Perkiraan permintaan dunia lebih dari 50 ton/tahun. Indonesia pernah menduduki peringkat ke-2 setelah India (Myrose). Sandalwood oil memegang peranan penting dalam industri wewangian. Selain dapat digunakan untuk minyak wangi sendiri, dapat pula untuk pengikat minyak wangi mahal (Violet, Cassie, Rose, Reseda, dan Ambete).

Pada tahun 2007, volume ekspor minyak cendana sebanyak 403.148 kg dengan nilai ekspor sebesar US$ 3.814.800 (BPS, 2008), naik cukup signifikan dari tahun sebelumnya dengan volume ekspor hanya 21.751 kg dan nilai sebesar US$ 1.736.214.

Masoi

Cryptocarya_concinna Masoi

Masoi (Cryptocarya spp) tumbuh liar di hutan Indonesia bagian Timur, tingginya sekitar 40 m. Berbatang tegak, bagian dalam berwarna merah, sedangkan kulit berwarna kelabu muda.

Minyak masoi dihasilkan dari proses penyulingan kulit kayu masoi, mempunyai  bau wangi (sweetish oil) dan terasa pedas jika terkena kulit. Minyak ini mengandung sekitar 80% eugenol, dan 6% terpene dan safrole. Minyak ini merupakan sumber natural laktone. Kandungan safrole dalam minyak masoi dibutuhkan dalam industri kimia, untuk pembuat heliotropin, bahan baku celluloide (film), kosmetik dan wewangian.

Minyak masoi diproduksi di Indonesia dengan output lebih dari 5 ton per tahun dengan negara tujuan ekspor yakni USA, Eropa, Australia dan Jepang.

Kayu Putih (Cajeput)

Kayu putih (Melaleuca spp)  termasuk ke dalam famili Myrtaceace dan ordo Myrtalae. Beberapa spesies yang sudah diketahui dapat menghasilkan minyak  kayu putih dan sudah diusahakan secara komersil adalah M. leucodendrom, M. cajuputih Roxb dan M. viridiflora Corn.

kayu_putih1

Pohon kayu putih terdapat secara alami di daerah Asia Tenggara, yang tumbuh di dataran rendah atau rawa tetapi jarang ditemukan di daerah pegunungan.
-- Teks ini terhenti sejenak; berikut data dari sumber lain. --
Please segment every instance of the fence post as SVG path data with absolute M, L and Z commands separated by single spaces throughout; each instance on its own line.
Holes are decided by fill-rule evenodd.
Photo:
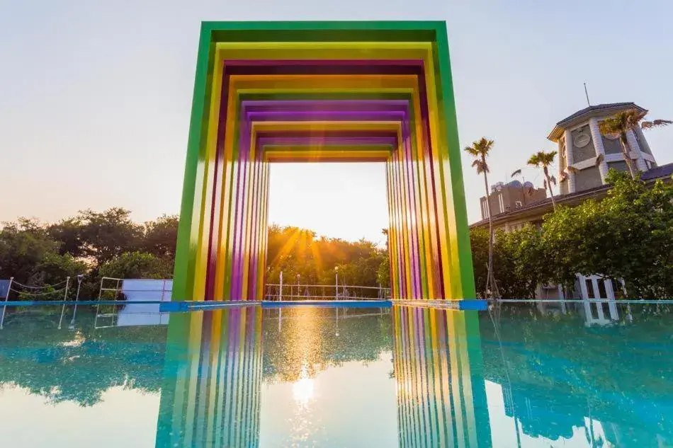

Tanaman kayu putih yang tumbuh di rawa-rawa mempunyai komposisi kimia yang berbeda dengan yang terdapat pada dataran rendah. Tanaman yang  tumbuh di rawa-rawa mempunyai kadar sineol yang rendah, bahkan ada yang tidak mengandung sineol, sehingga tidak mempunyai nilai ekonomi.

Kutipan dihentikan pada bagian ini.